Sarah stared out through the window of the Starbucks on Yonge Street. Without taking her eyes off a distant minivan, she brought the cup to her mouth and sipped the dark roast. They had chosen this Starbucks for its location just off Highway 401. Aaron was scouting out new locations for another dojo. The insurance money was coming through soon and he needed a new location. Benjamin would heal and wanted back. His physio was performing katas in the dojo. Daniel had two youth classes he wanted to continue and Alex was teaching black belts an advanced form of some kind of gymnastic Shotokan karate.

 

It would be good for everyone to get back to work. Especially Aaron. The wounds on his forearms were healing well. Other than mild skin damage, nothing was hurt too badly. He wasn’t upset when he heard a detailed explanation of what Alex had done to Ansgar while Alex extracted information from the hardened Navy Seal.

 

Sarah let a smile crease her lips when she thought of Alex. What an amazing fighter. And he did that entire disappearing act for Aaron. To work on Ansgar where no one could interrupt him. To figure a way out of the mess they seemed to be sinking into. He had complained that Aaron and Sarah always had all the fun. Alex wanted a small piece of the renegade life and got what he asked for.

 

She drank more of her coffee.

 

“Sarah?” Bryant prodded.

 

She faced him. “Sorry?”

 

“I asked if you knew about the toy gun.”

 

Sarah glanced at Aaron, then back to Bryant. “Would it have mattered? What Ansgar did to him … there was no coming back from that.”

 

Bryant clapped his hands. “I guess that’s it then.”

 

“Guess so.”

 

She was willing to be professional with Bryant.
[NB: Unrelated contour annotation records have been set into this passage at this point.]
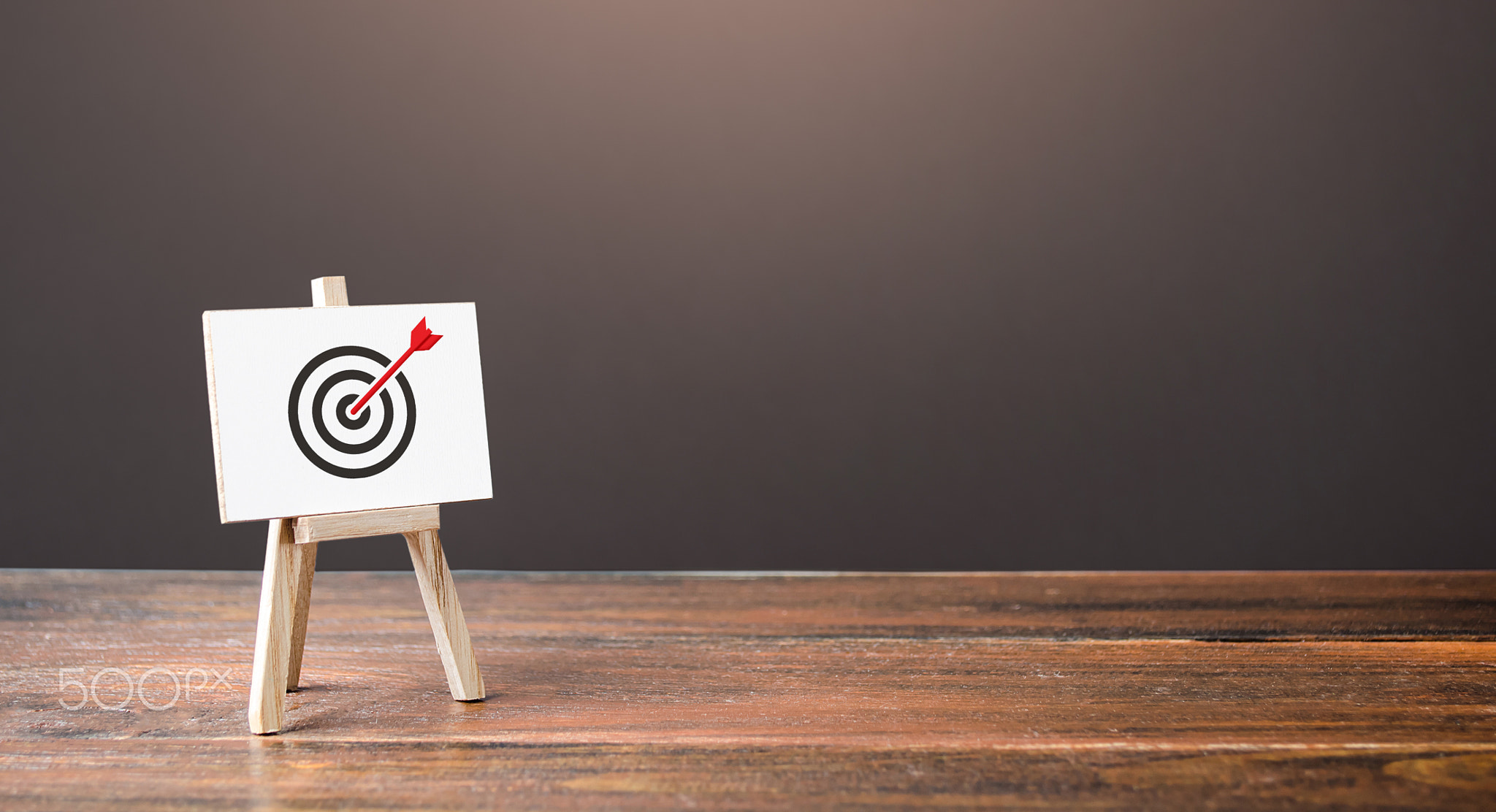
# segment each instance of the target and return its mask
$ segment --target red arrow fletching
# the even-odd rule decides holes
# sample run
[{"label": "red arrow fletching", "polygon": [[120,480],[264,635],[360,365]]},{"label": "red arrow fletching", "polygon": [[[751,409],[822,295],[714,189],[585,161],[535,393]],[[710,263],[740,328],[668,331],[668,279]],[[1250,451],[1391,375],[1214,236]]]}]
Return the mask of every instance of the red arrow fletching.
[{"label": "red arrow fletching", "polygon": [[380,377],[380,380],[374,381],[374,386],[371,386],[370,390],[362,398],[359,398],[359,402],[353,404],[353,408],[349,410],[349,414],[358,414],[359,410],[364,408],[364,404],[370,402],[370,398],[378,393],[378,390],[384,386],[384,381],[387,381],[389,377],[395,374],[395,369],[399,369],[401,363],[405,363],[405,359],[408,359],[411,353],[417,353],[420,350],[429,350],[437,345],[437,341],[441,341],[441,336],[432,333],[426,327],[426,320],[422,319],[420,323],[416,325],[413,330],[410,330],[410,348],[405,350],[405,354],[399,356],[399,360],[390,363],[389,368],[384,369],[384,375]]}]

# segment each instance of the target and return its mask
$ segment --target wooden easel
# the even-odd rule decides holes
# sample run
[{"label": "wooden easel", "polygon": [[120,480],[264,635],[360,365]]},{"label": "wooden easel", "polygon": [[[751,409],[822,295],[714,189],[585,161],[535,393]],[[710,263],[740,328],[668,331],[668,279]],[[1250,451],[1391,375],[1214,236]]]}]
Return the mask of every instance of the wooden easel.
[{"label": "wooden easel", "polygon": [[[349,290],[343,277],[311,280],[311,304],[347,307]],[[441,552],[441,538],[437,537],[440,526],[438,505],[271,519],[250,683],[253,733],[277,733],[284,725],[286,692],[295,691],[301,680],[301,652],[307,642],[307,609],[311,606],[311,576],[317,568],[317,543],[334,538],[395,532],[405,537],[452,698],[483,698],[483,676],[473,659],[473,640],[468,639],[467,621],[462,619],[462,604],[458,603],[452,570]]]}]

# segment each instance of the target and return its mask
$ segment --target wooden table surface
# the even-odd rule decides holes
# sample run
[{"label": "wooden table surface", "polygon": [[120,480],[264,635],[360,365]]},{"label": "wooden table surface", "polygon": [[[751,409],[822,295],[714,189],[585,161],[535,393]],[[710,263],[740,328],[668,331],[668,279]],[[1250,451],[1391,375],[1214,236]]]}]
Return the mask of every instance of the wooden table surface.
[{"label": "wooden table surface", "polygon": [[0,809],[1496,809],[1496,573],[456,583],[486,701],[320,573],[256,737],[259,573],[0,570]]}]

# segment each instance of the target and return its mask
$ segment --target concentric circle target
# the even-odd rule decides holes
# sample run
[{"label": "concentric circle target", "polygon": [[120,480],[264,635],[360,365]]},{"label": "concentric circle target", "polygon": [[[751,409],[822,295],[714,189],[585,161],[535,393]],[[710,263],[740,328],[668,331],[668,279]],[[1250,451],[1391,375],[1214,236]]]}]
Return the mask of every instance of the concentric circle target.
[{"label": "concentric circle target", "polygon": [[[323,471],[373,477],[405,453],[416,432],[416,396],[399,372],[355,417],[353,404],[384,374],[389,357],[368,347],[334,347],[307,362],[290,387],[290,434]],[[399,395],[390,396],[390,389]]]}]

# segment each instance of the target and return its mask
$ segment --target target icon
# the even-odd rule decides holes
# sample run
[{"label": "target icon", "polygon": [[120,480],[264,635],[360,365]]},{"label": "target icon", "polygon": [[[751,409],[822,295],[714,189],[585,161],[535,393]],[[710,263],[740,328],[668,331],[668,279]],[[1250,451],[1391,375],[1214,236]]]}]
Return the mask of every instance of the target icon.
[{"label": "target icon", "polygon": [[[410,333],[410,348],[395,363],[356,345],[334,347],[308,360],[287,402],[290,434],[301,453],[344,479],[373,477],[399,462],[416,434],[416,393],[398,369],[438,338],[422,319]],[[392,375],[395,386],[386,386]],[[392,396],[390,389],[398,392]]]}]

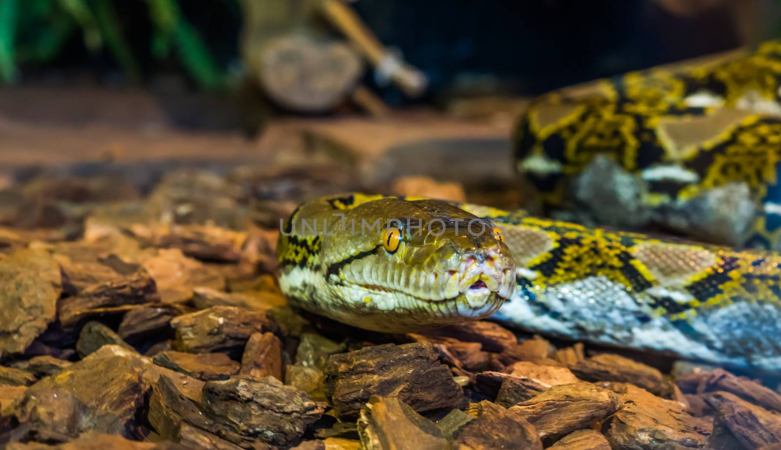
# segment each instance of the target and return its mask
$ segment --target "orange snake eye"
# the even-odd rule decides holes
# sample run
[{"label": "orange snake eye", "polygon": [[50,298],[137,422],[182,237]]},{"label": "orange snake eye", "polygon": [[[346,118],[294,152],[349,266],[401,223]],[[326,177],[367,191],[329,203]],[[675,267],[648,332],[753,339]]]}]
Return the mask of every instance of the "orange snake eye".
[{"label": "orange snake eye", "polygon": [[383,247],[390,253],[395,253],[401,243],[401,230],[398,228],[389,228],[383,233]]},{"label": "orange snake eye", "polygon": [[494,227],[494,239],[501,243],[505,242],[505,235],[502,234],[501,230],[499,229],[499,227]]}]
There was no particular beef with him. Just that, at the core, he was the bully who pushed Ben Wilson to do what he did to so many people. Ben had been prepared to kill Bryant’s sister to get back at him. Sometimes the consequences for people’s actions are far greater than expected and often unfair. But sometimes people don’t realize just how much they hurt others.

 

Sarah might not have a personal beef with the man, but she also had no love for him. Had he changed since high school? Was he different? Did he say those things to Ben as Ben died just to get the final jab in?

 

Sarah would never know. That was the thing with Vivian’s new pact. If Sarah
needed
to know something, Vivian offered it freely. But if she didn’t
need
to know, information was withheld. Sarah couldn’t be given anything she wanted at any time, otherwise she would be all knowing and no one could play God on earth—even though hundreds of thousands of people tried that every single day.

 

Bryant pushed his chair back. “I’ll leave you two alone then.”

 

Sarah returned her gaze to the minivan across the street. Yonge Street was busy. It was a Saturday in Toronto and they were just north of the 401. People went about their business oblivious to what Aaron and Sarah had to talk about. Once Bryant left, she would break the news that she had to leave yet again.